Tuesday, June 1, 2010

>CINEMAX LIMITED: Disappointing on the margins front… (ICICI DIRECT)

On a consolidated basis, Cinemax reported its results for Q4FY10, which were above our expectations. The topline was at Rs 44.8 crore against our estimate of Rs 42.8 crore. The company recorded a topline growth of 32.3% YoY while it declined 24.5% QoQ. The decline was primarily due to the seasonal effect. The YoY revenue growth was led by higher number of screens under operation. The company disappointed on the margin front. The EBITDA margin came at 9.4%, a decline of 2047 bps QoQ and 260 bps YoY. It declined due to higher theatre rent, which increased by 72.9% QoQ to Rs 9.32 crore and higher other operating expenses. PAT stood at Rs 4.4 crore, aided by higher other income of Rs 4.0 crore and negative tax of Rs 3.1 crore.

Highlights of the quarter
The company did not roll any new property during Q4FY10. However, it added two new screens and 670 seats at the Ghatkopar property. With this, the company ended FY10 with the total count of properties at 28 with a total of 90 screens and seating capacity of 24,539. Occupancy for Q4FY10 stood at 26% as compared to 27% in the last quarter. The ATP improved to Rs 128 as compared to Rs 126 in Q3FY10.

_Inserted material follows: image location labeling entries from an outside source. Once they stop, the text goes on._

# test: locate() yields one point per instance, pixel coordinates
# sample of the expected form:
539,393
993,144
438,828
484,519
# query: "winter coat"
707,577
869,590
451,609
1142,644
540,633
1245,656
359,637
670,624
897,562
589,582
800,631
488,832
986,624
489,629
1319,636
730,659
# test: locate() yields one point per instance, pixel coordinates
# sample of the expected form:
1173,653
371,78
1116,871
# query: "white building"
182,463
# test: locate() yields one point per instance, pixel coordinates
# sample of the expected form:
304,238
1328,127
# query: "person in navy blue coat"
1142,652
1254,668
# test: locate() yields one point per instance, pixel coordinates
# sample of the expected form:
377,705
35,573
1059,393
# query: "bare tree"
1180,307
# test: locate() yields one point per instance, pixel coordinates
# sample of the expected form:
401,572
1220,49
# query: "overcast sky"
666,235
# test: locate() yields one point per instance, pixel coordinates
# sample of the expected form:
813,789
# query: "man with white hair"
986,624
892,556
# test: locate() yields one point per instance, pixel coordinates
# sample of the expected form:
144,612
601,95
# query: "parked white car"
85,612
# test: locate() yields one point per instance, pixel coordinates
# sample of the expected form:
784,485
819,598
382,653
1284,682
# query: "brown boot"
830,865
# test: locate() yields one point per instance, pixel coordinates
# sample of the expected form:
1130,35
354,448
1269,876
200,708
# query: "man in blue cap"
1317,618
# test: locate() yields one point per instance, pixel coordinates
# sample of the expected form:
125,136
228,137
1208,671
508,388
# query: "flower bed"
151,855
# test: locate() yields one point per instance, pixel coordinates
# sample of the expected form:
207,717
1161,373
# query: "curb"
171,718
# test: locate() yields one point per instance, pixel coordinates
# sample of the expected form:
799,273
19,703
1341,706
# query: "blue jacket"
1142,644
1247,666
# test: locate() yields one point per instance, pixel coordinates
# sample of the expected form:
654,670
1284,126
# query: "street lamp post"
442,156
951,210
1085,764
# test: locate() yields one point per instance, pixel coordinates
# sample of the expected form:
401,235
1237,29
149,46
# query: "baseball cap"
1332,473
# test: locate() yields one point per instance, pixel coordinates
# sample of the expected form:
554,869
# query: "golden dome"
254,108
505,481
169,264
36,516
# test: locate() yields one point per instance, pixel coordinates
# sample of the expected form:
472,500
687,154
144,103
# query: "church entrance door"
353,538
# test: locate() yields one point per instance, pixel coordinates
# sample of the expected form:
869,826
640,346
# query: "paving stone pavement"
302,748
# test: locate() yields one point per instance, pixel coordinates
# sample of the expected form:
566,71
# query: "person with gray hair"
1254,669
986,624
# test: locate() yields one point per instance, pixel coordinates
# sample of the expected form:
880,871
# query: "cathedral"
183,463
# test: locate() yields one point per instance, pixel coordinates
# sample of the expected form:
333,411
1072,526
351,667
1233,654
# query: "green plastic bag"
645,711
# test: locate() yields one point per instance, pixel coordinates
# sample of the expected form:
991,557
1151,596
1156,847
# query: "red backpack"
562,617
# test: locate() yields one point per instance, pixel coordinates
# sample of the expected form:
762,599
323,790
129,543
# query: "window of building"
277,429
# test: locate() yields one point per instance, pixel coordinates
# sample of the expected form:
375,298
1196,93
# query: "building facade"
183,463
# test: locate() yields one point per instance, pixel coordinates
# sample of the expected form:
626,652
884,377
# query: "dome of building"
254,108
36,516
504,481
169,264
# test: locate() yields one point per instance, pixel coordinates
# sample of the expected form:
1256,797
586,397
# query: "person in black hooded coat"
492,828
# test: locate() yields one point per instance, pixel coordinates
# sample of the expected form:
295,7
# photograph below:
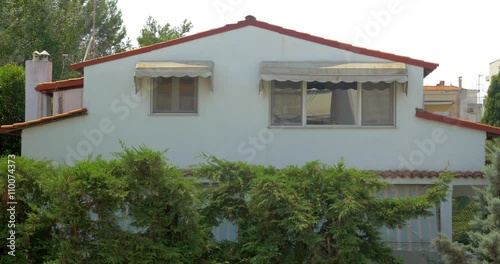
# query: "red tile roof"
490,130
441,88
49,87
429,174
16,128
428,66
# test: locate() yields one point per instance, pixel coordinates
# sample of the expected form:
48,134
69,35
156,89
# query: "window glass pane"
187,95
331,103
162,96
286,105
378,104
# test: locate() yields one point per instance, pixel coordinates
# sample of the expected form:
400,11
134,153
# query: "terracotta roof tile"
15,129
50,87
490,130
441,88
428,174
428,66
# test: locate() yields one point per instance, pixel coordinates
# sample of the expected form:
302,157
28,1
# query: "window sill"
332,127
173,114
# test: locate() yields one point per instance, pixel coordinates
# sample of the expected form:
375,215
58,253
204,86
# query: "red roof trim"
16,128
428,66
491,130
50,87
430,174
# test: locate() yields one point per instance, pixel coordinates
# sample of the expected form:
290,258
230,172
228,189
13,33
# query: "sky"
463,37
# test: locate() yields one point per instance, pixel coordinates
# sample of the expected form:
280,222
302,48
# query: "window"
331,103
326,103
287,103
174,95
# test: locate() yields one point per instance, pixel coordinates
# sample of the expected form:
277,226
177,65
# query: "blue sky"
462,36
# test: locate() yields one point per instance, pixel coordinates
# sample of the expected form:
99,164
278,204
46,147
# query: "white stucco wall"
233,121
71,100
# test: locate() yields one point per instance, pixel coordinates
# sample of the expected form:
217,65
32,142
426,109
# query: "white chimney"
38,70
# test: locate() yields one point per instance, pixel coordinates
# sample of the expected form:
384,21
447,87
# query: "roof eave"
491,131
427,66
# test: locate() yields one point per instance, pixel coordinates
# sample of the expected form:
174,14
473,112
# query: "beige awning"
325,71
146,70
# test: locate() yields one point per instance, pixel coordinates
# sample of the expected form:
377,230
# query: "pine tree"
492,107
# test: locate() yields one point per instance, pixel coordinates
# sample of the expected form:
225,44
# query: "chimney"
38,70
250,17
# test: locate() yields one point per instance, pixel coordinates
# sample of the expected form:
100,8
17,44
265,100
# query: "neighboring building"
442,100
494,69
453,101
263,94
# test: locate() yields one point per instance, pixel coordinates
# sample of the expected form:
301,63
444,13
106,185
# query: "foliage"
60,27
463,210
484,236
153,32
12,108
492,106
104,212
310,214
111,35
139,208
492,146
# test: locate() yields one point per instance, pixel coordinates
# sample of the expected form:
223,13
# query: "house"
263,94
453,101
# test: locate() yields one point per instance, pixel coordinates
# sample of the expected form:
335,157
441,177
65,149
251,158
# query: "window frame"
175,85
358,115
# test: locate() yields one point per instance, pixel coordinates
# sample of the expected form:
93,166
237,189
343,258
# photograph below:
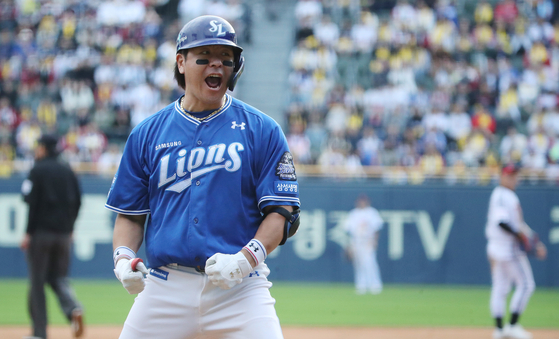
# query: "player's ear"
181,60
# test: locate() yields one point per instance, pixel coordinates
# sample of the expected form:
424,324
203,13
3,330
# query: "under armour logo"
234,125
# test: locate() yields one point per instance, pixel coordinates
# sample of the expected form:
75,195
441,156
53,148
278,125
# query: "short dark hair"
179,77
50,141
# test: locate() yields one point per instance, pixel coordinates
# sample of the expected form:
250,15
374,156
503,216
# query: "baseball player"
363,225
507,247
212,181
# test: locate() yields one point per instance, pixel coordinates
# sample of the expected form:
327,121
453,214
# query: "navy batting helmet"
212,30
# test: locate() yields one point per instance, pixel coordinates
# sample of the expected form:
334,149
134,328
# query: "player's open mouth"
213,81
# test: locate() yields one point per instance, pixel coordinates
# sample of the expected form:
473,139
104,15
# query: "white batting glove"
133,281
227,270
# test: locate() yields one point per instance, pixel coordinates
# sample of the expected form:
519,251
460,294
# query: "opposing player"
217,180
363,225
507,247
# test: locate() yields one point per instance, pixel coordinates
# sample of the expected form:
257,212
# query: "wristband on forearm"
123,252
257,251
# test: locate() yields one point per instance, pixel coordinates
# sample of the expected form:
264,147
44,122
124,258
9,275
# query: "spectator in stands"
513,146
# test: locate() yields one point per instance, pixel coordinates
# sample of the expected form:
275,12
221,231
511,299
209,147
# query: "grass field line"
312,304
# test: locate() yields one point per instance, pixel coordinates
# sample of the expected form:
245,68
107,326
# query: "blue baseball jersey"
203,183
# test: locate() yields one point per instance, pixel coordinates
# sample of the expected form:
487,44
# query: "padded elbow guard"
292,221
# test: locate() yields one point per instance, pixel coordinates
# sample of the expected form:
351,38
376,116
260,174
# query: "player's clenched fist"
227,270
131,278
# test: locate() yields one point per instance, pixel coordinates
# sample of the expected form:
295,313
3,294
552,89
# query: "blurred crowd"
89,71
437,86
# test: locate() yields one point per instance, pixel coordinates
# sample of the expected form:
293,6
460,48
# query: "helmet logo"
217,28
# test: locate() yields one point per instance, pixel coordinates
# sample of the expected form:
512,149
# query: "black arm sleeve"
32,199
507,228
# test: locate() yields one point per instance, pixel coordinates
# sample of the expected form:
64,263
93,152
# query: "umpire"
53,194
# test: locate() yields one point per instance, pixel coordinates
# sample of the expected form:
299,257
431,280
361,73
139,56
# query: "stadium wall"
433,234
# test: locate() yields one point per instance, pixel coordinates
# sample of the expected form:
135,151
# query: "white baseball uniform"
362,225
509,264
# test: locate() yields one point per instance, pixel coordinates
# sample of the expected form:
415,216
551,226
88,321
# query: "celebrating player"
509,240
217,179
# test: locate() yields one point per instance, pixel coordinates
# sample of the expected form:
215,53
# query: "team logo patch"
285,169
159,273
282,187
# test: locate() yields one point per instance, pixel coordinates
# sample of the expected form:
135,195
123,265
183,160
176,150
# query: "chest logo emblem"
235,125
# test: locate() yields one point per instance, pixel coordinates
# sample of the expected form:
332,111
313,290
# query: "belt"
183,268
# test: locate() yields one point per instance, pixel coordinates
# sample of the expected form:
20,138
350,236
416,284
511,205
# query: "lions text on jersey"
204,183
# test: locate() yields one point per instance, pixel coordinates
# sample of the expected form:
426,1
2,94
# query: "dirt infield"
112,332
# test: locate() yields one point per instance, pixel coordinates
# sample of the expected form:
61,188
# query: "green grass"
403,305
106,302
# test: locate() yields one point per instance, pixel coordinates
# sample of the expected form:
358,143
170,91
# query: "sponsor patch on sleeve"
159,273
285,169
282,187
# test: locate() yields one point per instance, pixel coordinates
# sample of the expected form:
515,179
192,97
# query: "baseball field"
306,310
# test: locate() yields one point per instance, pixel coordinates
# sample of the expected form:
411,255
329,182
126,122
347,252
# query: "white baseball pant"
184,304
504,274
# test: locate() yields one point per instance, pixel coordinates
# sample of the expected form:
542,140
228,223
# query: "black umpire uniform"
54,197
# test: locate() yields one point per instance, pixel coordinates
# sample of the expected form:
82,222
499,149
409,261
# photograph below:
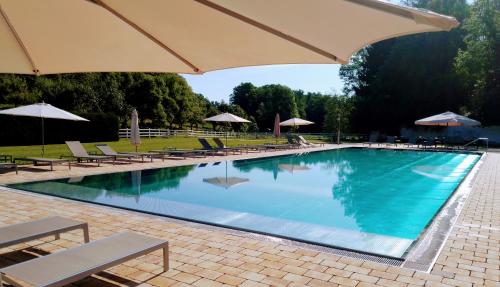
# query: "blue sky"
218,85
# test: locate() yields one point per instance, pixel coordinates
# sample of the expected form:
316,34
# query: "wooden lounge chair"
9,165
66,267
49,161
79,152
27,231
108,151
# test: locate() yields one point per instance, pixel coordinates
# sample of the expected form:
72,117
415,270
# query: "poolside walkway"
31,173
202,256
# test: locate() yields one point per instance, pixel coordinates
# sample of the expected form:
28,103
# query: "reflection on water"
392,193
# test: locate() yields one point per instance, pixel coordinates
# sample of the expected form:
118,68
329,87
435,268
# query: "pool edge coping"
339,251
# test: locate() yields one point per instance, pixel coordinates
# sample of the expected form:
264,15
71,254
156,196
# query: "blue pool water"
376,201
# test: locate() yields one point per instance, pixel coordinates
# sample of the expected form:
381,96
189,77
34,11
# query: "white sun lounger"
27,231
65,267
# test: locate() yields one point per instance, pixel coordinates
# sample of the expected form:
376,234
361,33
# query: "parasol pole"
43,139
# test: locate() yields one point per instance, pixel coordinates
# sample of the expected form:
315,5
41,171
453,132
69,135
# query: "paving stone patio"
202,256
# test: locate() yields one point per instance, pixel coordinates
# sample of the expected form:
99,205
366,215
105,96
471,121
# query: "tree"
478,64
338,113
399,80
245,96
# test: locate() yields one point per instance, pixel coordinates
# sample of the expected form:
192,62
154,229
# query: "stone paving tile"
201,256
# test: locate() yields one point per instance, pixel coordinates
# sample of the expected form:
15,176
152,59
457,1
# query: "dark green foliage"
478,63
27,130
397,81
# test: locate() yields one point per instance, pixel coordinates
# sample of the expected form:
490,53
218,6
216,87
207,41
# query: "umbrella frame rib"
147,34
271,30
19,41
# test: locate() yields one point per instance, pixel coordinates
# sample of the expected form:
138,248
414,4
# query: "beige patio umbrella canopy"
195,36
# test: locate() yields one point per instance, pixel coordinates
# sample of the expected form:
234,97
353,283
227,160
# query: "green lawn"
123,145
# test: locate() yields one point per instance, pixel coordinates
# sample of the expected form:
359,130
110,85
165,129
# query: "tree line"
162,100
397,81
387,85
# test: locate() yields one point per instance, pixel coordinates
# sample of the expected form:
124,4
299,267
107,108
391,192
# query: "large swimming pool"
375,201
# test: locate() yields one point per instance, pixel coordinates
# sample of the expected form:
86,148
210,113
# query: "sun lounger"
294,142
49,161
79,152
65,267
27,231
208,147
222,146
390,141
307,143
372,139
8,165
108,151
279,146
184,153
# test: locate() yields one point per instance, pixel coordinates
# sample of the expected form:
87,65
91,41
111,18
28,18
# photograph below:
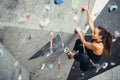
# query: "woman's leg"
84,61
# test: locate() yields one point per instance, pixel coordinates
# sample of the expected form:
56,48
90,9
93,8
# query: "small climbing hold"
28,15
75,4
116,34
21,20
1,52
51,65
112,63
36,72
75,18
112,8
47,7
43,66
82,9
58,1
20,77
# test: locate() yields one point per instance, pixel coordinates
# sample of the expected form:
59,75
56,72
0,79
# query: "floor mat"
114,60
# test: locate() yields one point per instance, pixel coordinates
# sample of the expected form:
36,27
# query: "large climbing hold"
112,8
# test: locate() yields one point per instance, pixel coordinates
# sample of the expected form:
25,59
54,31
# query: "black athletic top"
95,58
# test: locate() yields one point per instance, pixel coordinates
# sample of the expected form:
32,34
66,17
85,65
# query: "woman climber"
101,43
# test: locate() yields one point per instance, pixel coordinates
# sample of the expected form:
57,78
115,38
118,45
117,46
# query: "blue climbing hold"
113,8
58,1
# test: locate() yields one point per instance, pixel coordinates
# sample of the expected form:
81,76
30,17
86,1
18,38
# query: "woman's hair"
107,40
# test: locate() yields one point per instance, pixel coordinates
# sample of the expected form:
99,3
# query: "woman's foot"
69,53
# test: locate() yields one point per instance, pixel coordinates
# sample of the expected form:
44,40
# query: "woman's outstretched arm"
90,21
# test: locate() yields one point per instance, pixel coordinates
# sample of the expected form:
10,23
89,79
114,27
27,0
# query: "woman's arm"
90,21
89,45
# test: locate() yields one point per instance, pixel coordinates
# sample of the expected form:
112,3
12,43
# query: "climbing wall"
47,15
25,28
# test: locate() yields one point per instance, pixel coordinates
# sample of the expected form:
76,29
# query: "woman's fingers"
77,30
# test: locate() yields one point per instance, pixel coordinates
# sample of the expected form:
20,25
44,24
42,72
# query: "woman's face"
96,35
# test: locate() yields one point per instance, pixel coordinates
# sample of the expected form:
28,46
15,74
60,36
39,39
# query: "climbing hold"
116,34
51,65
43,66
28,15
47,7
20,77
86,23
112,63
75,4
21,20
113,8
58,1
82,9
75,18
1,52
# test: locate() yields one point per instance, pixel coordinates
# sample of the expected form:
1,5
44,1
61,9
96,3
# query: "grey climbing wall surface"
25,28
10,68
44,14
109,20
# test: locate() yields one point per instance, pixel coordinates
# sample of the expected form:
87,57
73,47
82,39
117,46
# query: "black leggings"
81,56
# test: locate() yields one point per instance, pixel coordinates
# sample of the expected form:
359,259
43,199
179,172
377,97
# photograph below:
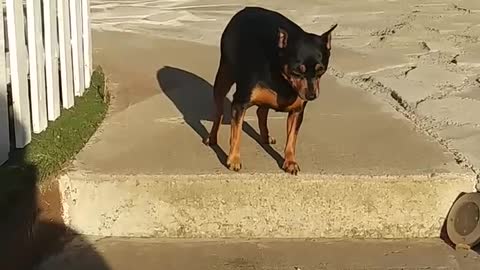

The company reported other income of Rs 4.0 crore and E-tax reversal of Rs 3.1 crore. Had other income not been at these levels and tax reversal, the company would have reported a net loss for Q4FY10.

Valuation
At the CMP of Rs 49.0, the stock is trading at 17.1x FY11E EPS of Rs 3.4 and 11.9x FY12E EPS of Rs 4.1. We have valued the stock at 14x FY12E and arrived at a target price of Rs 58, implying an upside of 18%. We upgrade our rating on the stock from ADD to BUY.